The consortium will be instrumental in the collective annotation of the first assembly of the turkey genome as well as future versions of the sequence. The assembled and annotated genome sequence will be made freely available to the global research community and will be publicly released to GenBank, the National Institutes of Health’s public repository for genetic sequences.

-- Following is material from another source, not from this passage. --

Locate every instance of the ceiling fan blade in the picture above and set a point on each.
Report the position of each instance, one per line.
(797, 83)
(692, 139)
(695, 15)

Bruno Sobral, executive and scientific director of the Virginia Bioinformatics Institute, noted: "This project showcases how VBI's capabilities contribute to the development of world-class research initiatives, such as this state-of-the-art sequencing project. We are excited to make our capabilities available to Virginia Tech researchers, the wider scientific community, and other partners as part of this innovative, collaborative sequencing initiative."

The purchase of the Roche GS-FLX™ was supported by funds from the Virginia Commonwealth Research Initiative. Funding for the pilot phase was provided by the following: the Office of the Vice President for Research, the College of Agriculture and Life Sciences, the Fralin Life Science Institute, Virginia Bioinformatics Institute -- all at Virginia Tech; and the external consortium members, the Roslin Institute, Michigan State University, University of Minnesota and Utah State University. The Consortium acknowledges Roche Applied Sciences for in-kind support. The participants in the Turkey Genome Sequencing Consortium include: Dave Burt (Roslin Institute, University of Edinburgh), Roger Coulombe (Utah State University), Rami Dalloul, Audrey McElroy, Ed Smith, and Eric Wong (Department of Animal and Poultry Sciences, College of Agriculture and Life Sciences, Virginia Tech), Jerry Dodgson (Michigan State University), Oswald Crasta, Clive Evans, and Otto Folkerts (Virginia Bioinformatics Institute at Virginia Tech), Rick Jensen (Department of Biological Sciences, College of Science, Virginia Tech), and Kent Reed (University of Minnesota).